(Bloomberg) -- Austrian prosecutors investigating former politicians of the nationalist Freedom Party found gold bars stashed away in vaults in a small Alpine guesthouse. The party says it bought the gold in the wake of the 2008 financial crisis.

Prosecutors and police raided the Tyrolean guesthouse “Enzian” (German for the blue Alpine flower gentian) in August, investigating corruption suspicions against former vice chancellor and Freedom party chairman Heinz-Christian Strache, Profil magazine reports citing prosecutors’ filings.

“I guess it would have been better to invest in a savings account with a tumbling bank, in falling shares or Greek bonds,” Freedom Party secretary general Christian Hafenecker said sarcastically in a tweet responding to Profil’s revelations. The party’s Vienna group decided to buy the gold in 2008 with its “financial reserves,” he said.

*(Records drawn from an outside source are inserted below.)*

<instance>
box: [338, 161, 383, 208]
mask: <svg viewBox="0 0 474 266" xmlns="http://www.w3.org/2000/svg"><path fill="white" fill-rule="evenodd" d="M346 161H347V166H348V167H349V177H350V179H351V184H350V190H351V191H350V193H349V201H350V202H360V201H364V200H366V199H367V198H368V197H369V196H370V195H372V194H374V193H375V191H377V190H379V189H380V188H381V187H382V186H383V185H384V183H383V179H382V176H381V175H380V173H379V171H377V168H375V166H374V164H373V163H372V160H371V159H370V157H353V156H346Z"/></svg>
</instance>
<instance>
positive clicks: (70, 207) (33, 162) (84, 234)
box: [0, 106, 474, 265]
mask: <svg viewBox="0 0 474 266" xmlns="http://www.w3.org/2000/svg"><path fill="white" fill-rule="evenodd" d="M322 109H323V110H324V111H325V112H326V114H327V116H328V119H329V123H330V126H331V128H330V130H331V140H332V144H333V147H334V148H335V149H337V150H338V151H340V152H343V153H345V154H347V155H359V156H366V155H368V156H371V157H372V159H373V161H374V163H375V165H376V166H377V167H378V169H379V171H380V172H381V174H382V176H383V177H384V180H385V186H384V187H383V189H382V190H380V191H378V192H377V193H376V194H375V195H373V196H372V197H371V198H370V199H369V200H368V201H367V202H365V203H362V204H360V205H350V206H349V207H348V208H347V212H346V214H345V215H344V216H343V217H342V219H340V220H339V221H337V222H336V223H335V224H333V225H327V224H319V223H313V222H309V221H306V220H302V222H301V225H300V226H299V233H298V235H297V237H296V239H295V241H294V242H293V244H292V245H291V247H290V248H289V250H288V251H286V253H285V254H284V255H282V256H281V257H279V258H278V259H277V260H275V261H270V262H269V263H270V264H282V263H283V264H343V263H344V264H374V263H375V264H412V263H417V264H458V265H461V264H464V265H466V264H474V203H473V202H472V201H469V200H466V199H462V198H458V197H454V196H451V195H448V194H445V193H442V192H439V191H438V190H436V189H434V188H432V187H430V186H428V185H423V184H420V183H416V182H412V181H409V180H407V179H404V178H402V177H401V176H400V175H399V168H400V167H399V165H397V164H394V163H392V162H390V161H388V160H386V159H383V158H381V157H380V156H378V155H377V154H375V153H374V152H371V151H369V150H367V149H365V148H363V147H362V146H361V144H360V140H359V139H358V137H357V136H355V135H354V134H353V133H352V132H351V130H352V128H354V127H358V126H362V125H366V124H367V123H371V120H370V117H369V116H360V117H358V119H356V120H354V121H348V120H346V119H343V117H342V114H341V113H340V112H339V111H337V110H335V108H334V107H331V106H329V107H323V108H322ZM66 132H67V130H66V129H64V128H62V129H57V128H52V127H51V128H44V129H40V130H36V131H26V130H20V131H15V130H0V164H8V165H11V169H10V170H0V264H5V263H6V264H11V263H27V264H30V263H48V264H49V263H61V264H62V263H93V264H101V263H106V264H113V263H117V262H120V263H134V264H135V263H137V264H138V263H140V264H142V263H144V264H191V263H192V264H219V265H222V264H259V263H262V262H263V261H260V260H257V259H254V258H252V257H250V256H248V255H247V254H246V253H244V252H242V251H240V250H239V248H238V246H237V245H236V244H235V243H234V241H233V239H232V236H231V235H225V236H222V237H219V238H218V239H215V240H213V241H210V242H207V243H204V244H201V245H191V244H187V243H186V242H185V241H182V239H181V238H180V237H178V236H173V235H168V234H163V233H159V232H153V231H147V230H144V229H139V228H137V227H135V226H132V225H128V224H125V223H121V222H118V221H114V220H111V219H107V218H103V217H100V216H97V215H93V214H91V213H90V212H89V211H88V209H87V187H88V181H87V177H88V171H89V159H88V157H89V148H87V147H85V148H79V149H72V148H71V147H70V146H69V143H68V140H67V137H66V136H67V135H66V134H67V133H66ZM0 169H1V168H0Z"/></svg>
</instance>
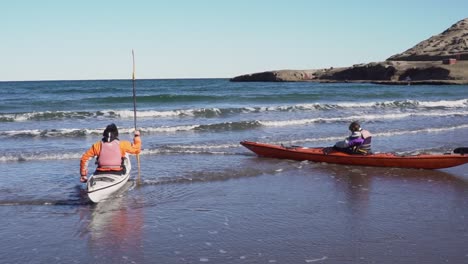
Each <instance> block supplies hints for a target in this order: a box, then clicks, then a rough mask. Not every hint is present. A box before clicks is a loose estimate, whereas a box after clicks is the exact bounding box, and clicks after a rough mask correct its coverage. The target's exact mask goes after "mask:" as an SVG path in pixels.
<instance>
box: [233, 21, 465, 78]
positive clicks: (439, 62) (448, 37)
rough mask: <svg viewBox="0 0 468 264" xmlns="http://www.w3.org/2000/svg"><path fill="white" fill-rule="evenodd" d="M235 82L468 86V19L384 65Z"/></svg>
mask: <svg viewBox="0 0 468 264" xmlns="http://www.w3.org/2000/svg"><path fill="white" fill-rule="evenodd" d="M231 81H234V82H236V81H240V82H242V81H244V82H245V81H246V82H252V81H261V82H298V81H312V82H372V83H382V84H408V83H409V82H411V84H468V18H465V19H463V20H461V21H459V22H457V23H455V24H454V25H452V26H451V27H450V28H448V29H447V30H445V31H444V32H442V33H440V34H438V35H435V36H432V37H430V38H429V39H427V40H424V41H421V42H420V43H418V44H417V45H416V46H414V47H412V48H410V49H408V50H406V51H404V52H402V53H399V54H395V55H393V56H391V57H389V58H388V59H387V60H385V61H383V62H371V63H363V64H356V65H353V66H351V67H341V68H333V67H332V68H327V69H312V70H278V71H266V72H260V73H253V74H247V75H241V76H237V77H234V78H232V79H231Z"/></svg>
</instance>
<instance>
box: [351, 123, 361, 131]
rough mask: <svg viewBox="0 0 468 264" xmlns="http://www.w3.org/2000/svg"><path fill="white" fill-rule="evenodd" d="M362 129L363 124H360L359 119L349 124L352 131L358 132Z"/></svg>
mask: <svg viewBox="0 0 468 264" xmlns="http://www.w3.org/2000/svg"><path fill="white" fill-rule="evenodd" d="M360 129H361V125H359V123H358V122H357V121H354V122H352V123H351V124H350V125H349V130H350V131H351V132H356V131H359V130H360Z"/></svg>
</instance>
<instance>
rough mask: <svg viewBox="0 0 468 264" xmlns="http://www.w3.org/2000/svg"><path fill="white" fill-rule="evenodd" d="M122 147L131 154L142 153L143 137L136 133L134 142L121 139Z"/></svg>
mask: <svg viewBox="0 0 468 264" xmlns="http://www.w3.org/2000/svg"><path fill="white" fill-rule="evenodd" d="M120 147H121V149H122V150H123V151H125V152H126V153H130V154H140V152H141V138H140V136H139V133H138V135H137V134H135V137H134V138H133V144H132V143H130V141H120Z"/></svg>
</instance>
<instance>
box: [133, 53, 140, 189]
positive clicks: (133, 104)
mask: <svg viewBox="0 0 468 264" xmlns="http://www.w3.org/2000/svg"><path fill="white" fill-rule="evenodd" d="M132 61H133V72H132V86H133V122H134V125H135V131H136V90H135V53H134V52H133V49H132ZM137 164H138V178H137V184H138V185H140V183H141V173H140V154H137Z"/></svg>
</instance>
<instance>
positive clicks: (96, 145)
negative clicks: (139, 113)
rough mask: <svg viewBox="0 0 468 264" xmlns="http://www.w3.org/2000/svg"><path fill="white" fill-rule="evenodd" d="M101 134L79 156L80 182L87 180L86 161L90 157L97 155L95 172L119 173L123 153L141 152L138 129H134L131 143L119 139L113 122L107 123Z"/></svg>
mask: <svg viewBox="0 0 468 264" xmlns="http://www.w3.org/2000/svg"><path fill="white" fill-rule="evenodd" d="M102 136H103V138H102V140H101V141H98V142H96V143H94V144H93V145H92V146H91V147H90V148H89V149H88V150H87V151H86V152H85V153H84V154H83V156H82V157H81V161H80V175H81V177H80V181H81V182H82V183H85V182H87V181H88V162H89V160H90V159H92V158H94V157H97V161H96V163H97V165H98V166H97V168H96V172H95V174H99V172H105V173H109V172H111V173H114V172H115V173H121V172H122V171H124V170H125V168H124V167H123V166H122V161H123V158H124V157H125V153H130V154H139V153H140V152H141V138H140V131H138V130H137V131H135V136H134V138H133V144H132V143H131V142H129V141H126V140H122V141H120V140H119V138H118V136H119V131H118V129H117V126H116V125H115V124H110V125H108V126H107V127H106V129H105V130H104V132H103V133H102Z"/></svg>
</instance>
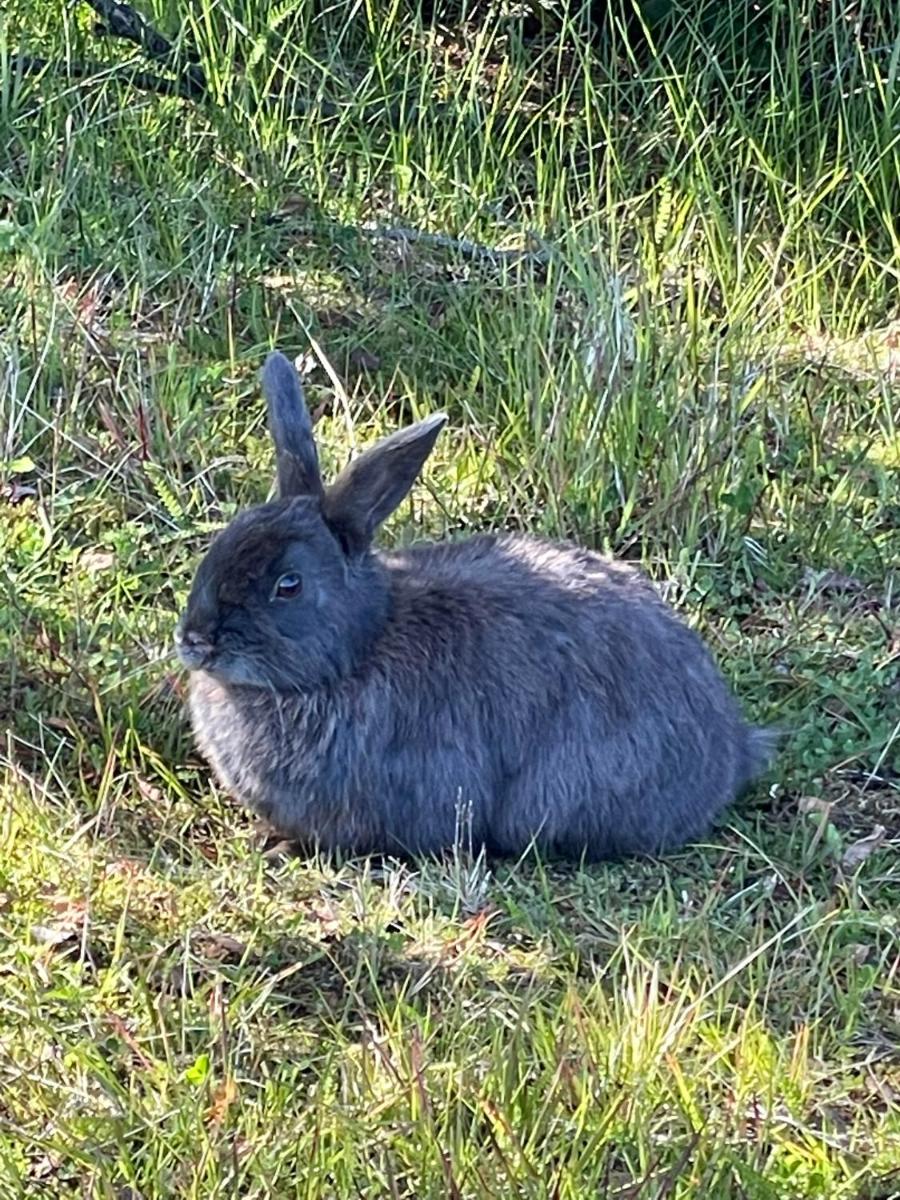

When they found the vaults, the guesthouse operator told investigators he didn’t have the codes to open them and asked them to wait until party officials arrived from Vienna, a six hours’ drive from the remote village. When they arrived and opened the vaults, they were found to contain three metal strongboxes sealed by a - now deceased - notary.

The officials offered prosecutors to present them a redacted version of the notary’s deed describing the contents rather than opening the strongboxes. According to that deed, they contain 500-gram (about 16 troy ounces) gold bars, each worth around $24,000 at current prices, according to the report.

The number of bars contained in the boxes, and their serial numbers, are redacted. Based on the redacted space, there appear to be several of them, Profil said. The Freedom Party declined to explain the origin of the bars, according to Profil.

Strache is accused of having offered legal changes favoring Austrian gambling firm Novomatic AG in return for Novomatic’s support for a Freedom Party appointee at Casinos Austria AG, the lottery and casinos operator in which the Austrian government and Novomatic both own stakes. Strache and Novomatic have denied the accusations.